Toonladders en akkoorden

Een toonladder is een omhoog of omlaag lopende opeenvolgende reeks tonen. Het karakter en de benaming van een toonladder wordt bepaald door de begintoon en het patroon van hele en halve toonsafstanden binnen de reeks. Hieronder de toonladerC grote terts, (de vertikale plaats van de  bolletjes met de streepjes op de notenbalk geeft de toonhoogte weer, het tijdsverloop vindt in horizontale richting plaats, toonhoogtes van de noten worden aangeduid met de letters van het alfabet (A-G):


De toonladder van C kleine terts begint en eindigt op de zelfde toonhoogte (C), alleen de afstand van de tweede tot de derde toon is nu niet een hele toonsafstand, maar een halve. De afstand van de derde tot de vierde toon is nu een halve toon in plaats van een hele in de grote terts toonladder. Dat is zichtbaar door het 'b' teken, dat de derde noot een halve toon in hoogte verlaagt. Kijk en luister naar het verschil: 

Bij werken van klassieke componisten kom je wel eens de aanduiding tegen: "Pianoconcert in C grote terts".  Dat betekent, dat de gebruikte tonen overeen  komen met die van bovenstaande toonladder in C grote terts.    
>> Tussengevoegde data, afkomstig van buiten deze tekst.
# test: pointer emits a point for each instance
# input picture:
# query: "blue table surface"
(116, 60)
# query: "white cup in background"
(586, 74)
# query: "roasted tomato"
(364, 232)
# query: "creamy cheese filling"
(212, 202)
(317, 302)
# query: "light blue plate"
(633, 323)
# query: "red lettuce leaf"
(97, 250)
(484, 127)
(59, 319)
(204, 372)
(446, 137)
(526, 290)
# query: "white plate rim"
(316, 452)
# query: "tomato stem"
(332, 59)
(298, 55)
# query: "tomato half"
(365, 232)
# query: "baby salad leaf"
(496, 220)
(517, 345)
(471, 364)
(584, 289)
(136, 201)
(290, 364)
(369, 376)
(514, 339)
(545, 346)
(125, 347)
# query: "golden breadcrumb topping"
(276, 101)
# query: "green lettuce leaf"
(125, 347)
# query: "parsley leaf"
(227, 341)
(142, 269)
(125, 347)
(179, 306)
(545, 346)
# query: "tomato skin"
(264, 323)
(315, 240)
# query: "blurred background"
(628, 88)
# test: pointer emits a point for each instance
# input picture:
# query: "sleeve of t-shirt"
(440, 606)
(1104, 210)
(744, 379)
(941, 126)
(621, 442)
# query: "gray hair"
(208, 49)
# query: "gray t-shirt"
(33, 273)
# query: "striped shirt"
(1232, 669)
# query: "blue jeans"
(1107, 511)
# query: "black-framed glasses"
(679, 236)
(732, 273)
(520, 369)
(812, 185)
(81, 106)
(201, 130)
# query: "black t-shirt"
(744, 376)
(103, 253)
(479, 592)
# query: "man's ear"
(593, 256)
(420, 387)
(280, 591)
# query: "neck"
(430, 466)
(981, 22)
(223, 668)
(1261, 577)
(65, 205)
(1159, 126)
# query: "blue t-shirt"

Een akkoord is een verzameling gelijktijdig klinkende tonen uit zo’n toonladder. Een eenvoudige melodie kan begeleid worden door 3 akkoorden, volgens een basisprincipe van een stapeling van tertsen: één gebouwd op de basistoon, in onderstaand geval C, één op de 5e toon,(dominant) op de toon G, en één op de 4e toon, (subdominant) de toon F:

De opbouw en volgorde van akkoorden binnen een muziekstuk is aan bepaalde regels gebonden en kan varieren. Op een tokkel- of toetsinstrument of in ensemblevorm gespeelde accoorden zorgen voor de begeleiding en geven als het ware kleur aan een melodie en ondersteunen hiermee tegelijkertijd het spanningsverloop. Het akkoord op de basistoon, de grondtoon geeft het rustpunt aan. Het accoord op de 5e toon staat daarmee op gespannen voet, geeft het spanningsmoment aan en heeft de neiging op te lossen in het akkoord op de basistoon. Om het spanningsgevoel te versterken is er bijna altijd een extra zevende toon aan toegevoegd. Het akkoord op de 4e toon staat daar qua frictiegevoel ergens tussen in. De opbouw van onze westerse muziek is voor een groot deel al een paar eeuwen gebaseerd op dit beginsel.   
In onderstaand voorbeeld zie en hoor je eerst alleen de melodie van 'God rest you merry gentlemen'

Vervolgens dezelfde melodie maar nu in de begeleiding eenvoudige akkoorden, het zijn er maar 2, conform de aanduidingen boven de notenbalk (E min etc):

Tot slot de melodie, maar nu met meer variatie in de begeleidende akkoorden:

Bij het laatste akkoord voel je nog een zekere spanning, het stuk is nog niet af. Hier staat een acoord, dat opgebouwd is op de 5e toon (toonhoogte B) vanaf de basis/grondtoon (toonhoogte E). Als je de volledige melodie kent, probeer zelf te horen wanneer de melodie weer een rustpunt bereikt. Daar kun je dan weer het accoord gebruiken, gebouwd op de basistoon E.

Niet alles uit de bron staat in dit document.